CHP Genel Başkanı Özgür Özel’in ilk imzacısı olduğu “kayyım kanunu” kaldırılsın teklifi Meclis Başkanlığı’na sunuldu.
OHAL Kanun Kararında Kararnamesi ile uygulanmaya başlayan, daha sonra Meclis’te kanunlaşan terör soruşturması geçiren belediye liderlerinin yerine kayyım atanması düzenlemesi yaklaşık 7 yıldır uygulanıyor.
CHP Grubu’nun teklifine Meclis’te grubu bulunmayan Yeniden Refah Partisi, Türkiye Emekçi Partisi, Emek Partisi ve Demokrat Parti milletvekilleri imza vererek destekledi. Grubu olan DEM Parti, İYİ Parti ve Saadet-Gelecek Partisi’nin de başka farklı teklif vereceği öğrenildi.

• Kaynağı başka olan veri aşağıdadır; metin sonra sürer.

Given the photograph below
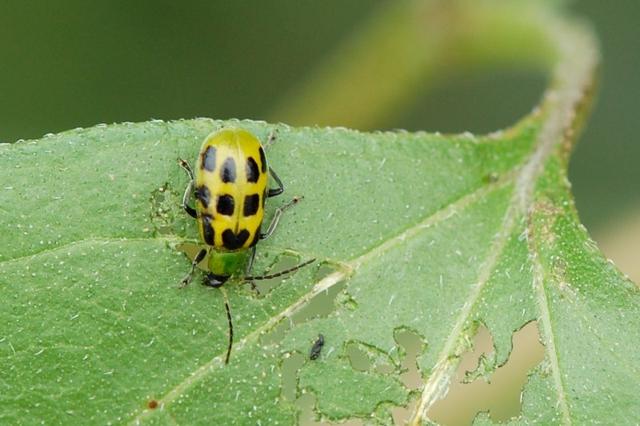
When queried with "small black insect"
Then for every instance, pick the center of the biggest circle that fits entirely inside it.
(314, 353)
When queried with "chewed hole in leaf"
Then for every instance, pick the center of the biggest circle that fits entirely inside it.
(279, 263)
(480, 387)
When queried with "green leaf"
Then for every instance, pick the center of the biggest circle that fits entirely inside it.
(419, 233)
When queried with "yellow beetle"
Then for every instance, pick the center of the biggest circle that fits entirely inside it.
(231, 187)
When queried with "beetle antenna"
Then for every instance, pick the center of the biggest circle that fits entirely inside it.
(278, 274)
(226, 306)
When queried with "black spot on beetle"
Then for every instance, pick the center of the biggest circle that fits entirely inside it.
(209, 159)
(207, 230)
(203, 194)
(228, 170)
(314, 353)
(263, 160)
(225, 205)
(253, 173)
(232, 241)
(251, 203)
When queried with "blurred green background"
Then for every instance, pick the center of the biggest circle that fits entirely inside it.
(76, 63)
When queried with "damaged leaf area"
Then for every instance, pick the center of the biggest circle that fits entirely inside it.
(419, 238)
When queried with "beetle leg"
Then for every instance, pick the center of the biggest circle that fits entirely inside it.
(188, 190)
(276, 217)
(275, 191)
(187, 278)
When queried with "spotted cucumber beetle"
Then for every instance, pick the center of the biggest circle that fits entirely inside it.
(230, 188)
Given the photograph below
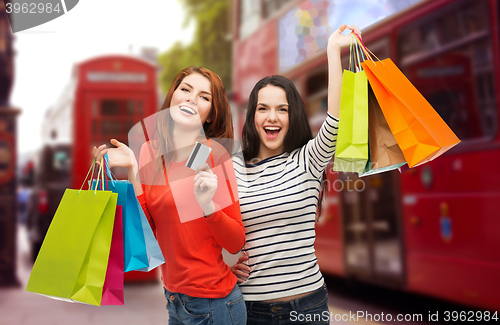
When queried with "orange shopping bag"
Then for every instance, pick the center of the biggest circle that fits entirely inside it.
(420, 132)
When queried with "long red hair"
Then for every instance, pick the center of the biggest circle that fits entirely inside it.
(220, 125)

Söz konusu düzenleme ile 2017 yılından bugüne başta HDP olmak üzere çok sayıda muhalefet belediyesine kayyım ataması yapıldı.
31 Mart 2024 yerel seçimlerinin akabinde da uygulama devam etti. Geçtimiz ay CHP’li Esenyurt Belediyesi Başkanı Ahmet Özer tutuklandı. Görevden uaklaştırılan Özer yerine kayyım atandı. İçişleri Bakanlığı söylediği söz edilen hususa dayanarak birkaç gün sonra da Mardin, Batman ve Halfeti Belediyelerine kayyım atadı.

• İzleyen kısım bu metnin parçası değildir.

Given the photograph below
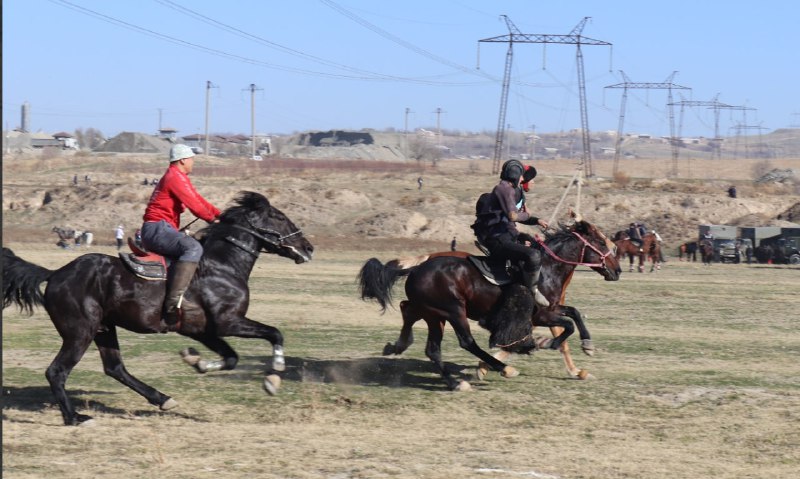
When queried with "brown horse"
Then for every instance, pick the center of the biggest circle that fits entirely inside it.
(650, 249)
(706, 251)
(448, 289)
(689, 249)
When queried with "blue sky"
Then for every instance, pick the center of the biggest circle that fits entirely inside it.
(128, 65)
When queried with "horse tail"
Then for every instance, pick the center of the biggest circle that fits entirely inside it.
(376, 280)
(22, 281)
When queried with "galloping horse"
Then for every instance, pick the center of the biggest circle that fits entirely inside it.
(689, 249)
(706, 251)
(88, 298)
(649, 249)
(451, 289)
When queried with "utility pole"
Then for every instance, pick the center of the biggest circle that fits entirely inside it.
(253, 89)
(405, 132)
(741, 126)
(665, 85)
(439, 128)
(714, 104)
(508, 143)
(209, 86)
(573, 38)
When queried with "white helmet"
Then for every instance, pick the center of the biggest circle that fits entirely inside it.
(179, 152)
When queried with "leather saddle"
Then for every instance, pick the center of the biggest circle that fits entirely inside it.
(495, 271)
(144, 264)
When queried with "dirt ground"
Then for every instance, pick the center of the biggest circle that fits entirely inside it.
(695, 374)
(344, 201)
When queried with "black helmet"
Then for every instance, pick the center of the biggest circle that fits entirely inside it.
(511, 171)
(530, 173)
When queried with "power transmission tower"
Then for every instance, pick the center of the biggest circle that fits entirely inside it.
(439, 128)
(209, 86)
(253, 88)
(405, 132)
(665, 85)
(740, 126)
(573, 38)
(714, 104)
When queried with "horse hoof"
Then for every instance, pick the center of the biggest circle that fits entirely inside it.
(463, 386)
(168, 404)
(87, 422)
(483, 371)
(543, 343)
(271, 384)
(509, 372)
(190, 356)
(205, 366)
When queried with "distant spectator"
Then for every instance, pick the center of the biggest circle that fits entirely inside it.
(119, 234)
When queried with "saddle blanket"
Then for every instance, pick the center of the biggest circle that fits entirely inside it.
(496, 272)
(151, 267)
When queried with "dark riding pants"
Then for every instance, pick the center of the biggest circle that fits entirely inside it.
(505, 247)
(160, 237)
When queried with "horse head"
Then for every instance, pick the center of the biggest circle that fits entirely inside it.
(598, 251)
(273, 230)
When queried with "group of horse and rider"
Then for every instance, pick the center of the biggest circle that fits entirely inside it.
(203, 293)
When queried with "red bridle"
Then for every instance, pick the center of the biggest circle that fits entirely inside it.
(603, 256)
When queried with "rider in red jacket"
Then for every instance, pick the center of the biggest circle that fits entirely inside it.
(173, 194)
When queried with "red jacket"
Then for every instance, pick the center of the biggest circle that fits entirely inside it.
(172, 195)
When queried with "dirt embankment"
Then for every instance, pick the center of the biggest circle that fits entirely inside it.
(340, 203)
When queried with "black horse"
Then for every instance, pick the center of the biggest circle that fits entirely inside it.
(88, 298)
(450, 289)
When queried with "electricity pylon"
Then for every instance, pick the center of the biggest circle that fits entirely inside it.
(716, 106)
(665, 85)
(573, 38)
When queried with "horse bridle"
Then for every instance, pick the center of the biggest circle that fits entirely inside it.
(586, 243)
(259, 233)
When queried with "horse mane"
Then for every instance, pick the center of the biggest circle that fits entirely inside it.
(245, 204)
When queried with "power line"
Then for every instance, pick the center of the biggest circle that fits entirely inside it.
(232, 56)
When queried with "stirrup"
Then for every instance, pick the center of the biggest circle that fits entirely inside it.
(539, 298)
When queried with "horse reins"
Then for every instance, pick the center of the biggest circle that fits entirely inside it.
(277, 242)
(586, 244)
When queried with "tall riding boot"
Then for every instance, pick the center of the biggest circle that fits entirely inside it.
(531, 279)
(175, 305)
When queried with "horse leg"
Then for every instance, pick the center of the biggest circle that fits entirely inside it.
(586, 343)
(483, 368)
(247, 328)
(458, 320)
(406, 339)
(433, 349)
(229, 357)
(555, 322)
(72, 350)
(108, 345)
(583, 331)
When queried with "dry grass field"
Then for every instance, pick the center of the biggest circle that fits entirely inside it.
(695, 376)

‘ANAYASAL SİSTEMDE YERİ YOK’
CHP kayyım atanmasına destek gösterilen kanun düzenlemesinin yürürlükten kaldırılması için Meclis Başkanlığına kanun teklifi verdi. Kanun teklifine CHP Genel Başkanı Özgür Özel, Grup Başkanvekilleri Gökhan Günaydın, Murat Emir ve Ali Becerikli Başarır başta olmak üzere tüm CHP’li milletvekilleri imza attı.

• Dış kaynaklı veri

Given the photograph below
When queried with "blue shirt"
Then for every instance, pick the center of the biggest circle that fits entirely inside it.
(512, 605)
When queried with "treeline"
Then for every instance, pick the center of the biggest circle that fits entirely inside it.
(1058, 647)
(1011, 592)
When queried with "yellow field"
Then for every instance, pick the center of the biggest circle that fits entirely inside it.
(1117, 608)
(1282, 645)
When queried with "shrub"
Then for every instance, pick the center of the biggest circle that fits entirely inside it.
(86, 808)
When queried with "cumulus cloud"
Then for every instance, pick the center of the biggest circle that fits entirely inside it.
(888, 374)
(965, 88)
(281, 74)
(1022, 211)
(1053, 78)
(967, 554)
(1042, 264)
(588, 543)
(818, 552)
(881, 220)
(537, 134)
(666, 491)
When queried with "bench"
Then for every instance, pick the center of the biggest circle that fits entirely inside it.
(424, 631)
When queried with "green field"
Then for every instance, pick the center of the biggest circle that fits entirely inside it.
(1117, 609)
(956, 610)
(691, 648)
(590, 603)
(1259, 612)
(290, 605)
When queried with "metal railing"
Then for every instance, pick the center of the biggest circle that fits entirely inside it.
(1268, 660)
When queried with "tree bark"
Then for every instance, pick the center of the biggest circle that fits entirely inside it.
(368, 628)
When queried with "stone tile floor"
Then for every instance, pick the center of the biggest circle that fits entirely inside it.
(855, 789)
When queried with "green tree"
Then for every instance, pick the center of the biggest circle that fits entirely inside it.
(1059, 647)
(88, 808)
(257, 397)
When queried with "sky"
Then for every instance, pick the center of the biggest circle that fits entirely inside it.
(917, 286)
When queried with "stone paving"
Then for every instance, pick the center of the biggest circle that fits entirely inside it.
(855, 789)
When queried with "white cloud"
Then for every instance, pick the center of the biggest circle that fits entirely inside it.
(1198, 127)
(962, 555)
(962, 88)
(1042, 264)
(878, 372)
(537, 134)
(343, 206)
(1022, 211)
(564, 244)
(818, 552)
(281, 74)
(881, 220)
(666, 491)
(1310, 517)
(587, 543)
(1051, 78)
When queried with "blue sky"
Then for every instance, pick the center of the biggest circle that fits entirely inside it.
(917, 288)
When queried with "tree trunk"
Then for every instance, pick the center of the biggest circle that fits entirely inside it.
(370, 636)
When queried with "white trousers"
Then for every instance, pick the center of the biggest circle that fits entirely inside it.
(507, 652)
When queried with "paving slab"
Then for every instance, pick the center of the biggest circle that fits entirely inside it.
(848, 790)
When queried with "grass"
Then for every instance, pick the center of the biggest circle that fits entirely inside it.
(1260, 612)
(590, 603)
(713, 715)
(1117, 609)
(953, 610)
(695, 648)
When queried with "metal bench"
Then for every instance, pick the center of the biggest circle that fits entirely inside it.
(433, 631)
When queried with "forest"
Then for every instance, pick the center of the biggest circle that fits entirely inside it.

Teklifin münasebetinde, İçişleri Bakanlığının belediyelere kayyım atanmasıyla ilgili düzenlemeye yönelik çeşitli Anayasa Mahkemesi kararları hatırlatıldı, şöyle denildi:
“Kayyım uygulamaları, belediyenin idari ve mali idaresini, seçilmişlerden alarak atanmışların yetkisine vermekte; fiili fesih yapmaktadır. Halbuki Anayasa’nın demokratik devlet niteliğini vurgulayan 2’nci hususunun, Devletin temel hedef ve misyonlarını sıralayan 5’inci unsurunun, idari ve mali taraftan yerel idarelerin merkezi yönetim karşısındaki pozisyonunu belirleyen 127’nci hususunun net ve açık kararları birlikte yorumlandığında görüleceği üzere; belediyeler üzerinde ağır ve önemli nitelikte tehdit oluşturan söylediği söz edilen uygulamaların, Anayasal sistemimizde yeri bulunmamaktadır. Son olarak belirtmek gerekir ki kayyım uygulamaları; salt bir kanun kararına dayanarak tesis edilen idari süreçlerin hukuka uygunluğuna indirgenebilecek teknik bir mesele değildir.
Bu kayyım uygulamaları, belediyeler üzerinde sıkı bir idari vesayet kurmak suretiyle; Türkiye’de demokratik bir toplumun inşasını baltalayan, toplumsal uzlaşının önüne geçen, seçmen iradesini yok sayan siyasi hareketlerdir. Bu bağlamda söylediği söz edilen Kanun teklifi ile hukuk dışı kayyım uygulamalarına destek olarak gösterilen Kanun kararlarının yürürlükten kaldırılması amaçlanmaktadır.”